By Aaron Humes: The Pan American region faces a rise of cases in several areas that threatens to undo the accomplishments elsewhere, warned Pan American Health Organization (PAHO) Director Carissa F. Etienne, making it imperative that the region catch up to the rest of the world in vaccination.
At a press briefing, Dr.

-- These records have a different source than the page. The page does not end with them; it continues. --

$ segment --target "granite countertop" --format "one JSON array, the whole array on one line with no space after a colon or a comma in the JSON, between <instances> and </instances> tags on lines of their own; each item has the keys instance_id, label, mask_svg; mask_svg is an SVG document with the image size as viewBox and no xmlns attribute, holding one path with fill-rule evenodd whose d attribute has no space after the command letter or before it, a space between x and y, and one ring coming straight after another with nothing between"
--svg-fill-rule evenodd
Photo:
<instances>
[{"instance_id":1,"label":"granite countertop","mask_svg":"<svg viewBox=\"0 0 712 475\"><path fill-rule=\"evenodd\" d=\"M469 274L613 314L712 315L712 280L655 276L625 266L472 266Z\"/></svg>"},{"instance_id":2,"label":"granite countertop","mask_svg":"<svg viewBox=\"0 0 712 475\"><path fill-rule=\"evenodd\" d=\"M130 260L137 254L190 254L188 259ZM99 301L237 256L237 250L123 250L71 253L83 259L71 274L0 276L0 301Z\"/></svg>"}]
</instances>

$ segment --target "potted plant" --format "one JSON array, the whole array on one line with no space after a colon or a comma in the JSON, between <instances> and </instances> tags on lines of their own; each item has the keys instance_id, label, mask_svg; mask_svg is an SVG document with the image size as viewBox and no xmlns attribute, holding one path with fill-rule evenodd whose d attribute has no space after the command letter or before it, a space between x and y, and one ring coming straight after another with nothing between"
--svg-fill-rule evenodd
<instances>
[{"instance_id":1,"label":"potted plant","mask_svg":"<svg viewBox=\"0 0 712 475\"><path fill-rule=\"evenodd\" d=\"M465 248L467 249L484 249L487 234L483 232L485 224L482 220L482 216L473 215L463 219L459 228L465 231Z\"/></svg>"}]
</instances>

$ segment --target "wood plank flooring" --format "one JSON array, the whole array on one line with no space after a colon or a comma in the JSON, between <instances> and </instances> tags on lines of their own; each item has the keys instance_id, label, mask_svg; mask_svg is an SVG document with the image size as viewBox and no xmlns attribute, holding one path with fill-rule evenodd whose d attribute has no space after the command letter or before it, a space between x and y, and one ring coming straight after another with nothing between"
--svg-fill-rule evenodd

Etienne cited the situation in Peru’s Amazonian state of Loreto, where every ICU bed is occupied by a COVID patient; Colombia’s state of Amazonas, which is reporting the country’s highest COVID rates, and Brazil, where the Amazonian state of Acre faces an emergency due to a deadly combination of COVID-19 infections, a dengue epidemic, and flooding in several cities.
Other hotspots include El Salvador, the indigenous province of Guna Yala in Panama, and Guatemala’s northern municipalities; the region accounted for 55% of deaths reported worldwide – approximately 34 thousand – and 1.1 million infected, pushing the cumulative figure to 51 million infections.
For this reason, “Expanding equitable access to COVID vaccines in the Americas must be a global priority,” she asserted. “Wealthy countries are rolling out vaccines, while many nations have yet to receive a single dose,” she continued. “This disparity harms our principles of solidarity. But more than that, it’s a self-defeating strategy. As long as COVID-19 endures in one part of the world, the rest of the world can never be safe.”
The good news is that elsewhere in South America, where infections continue to drop. The U.S., Mexico and Canada report continued to decline, while every country in Central America is seeing a drop in cases. In the Caribbean, Saint Lucia, Saint Vincent and the Grenadines, and Turks and Caicos are reporting declines in both COVID-19 cases and deaths, following the enforcement of stricter public health measures.
Colombia this past Monday became the first of 36 countries to receive vaccines through COVAX, the only global mechanism working to ensure equitable access to vaccines, regardless of countries’ incomes. In COVAX’s “First Wave” shipment, 117,000 doses of Pfizer/BioNTech vaccine arrived at El Dorado International Airport in Bogota.
Ten COVAX participants are Advance Market Commitment (AMC) countries that will receive COVID-19 vaccines free of cost, while the rest are self-financing. Dr. Etienne reported that COVAX told participating countries that a total of 28.7 million doses of vaccines would be delivered by May 2021, the first shipments likely to arrive in mid-March.
“As more doses are produced, we’ll see several waves of shipments arriving in the region every month. In the short term, doses will remain limited. And we must use them wisely, prioritizing those most at risk, like our health workers, the elderly, and people living with pre-existing conditions,” Dr. Etienne concluded.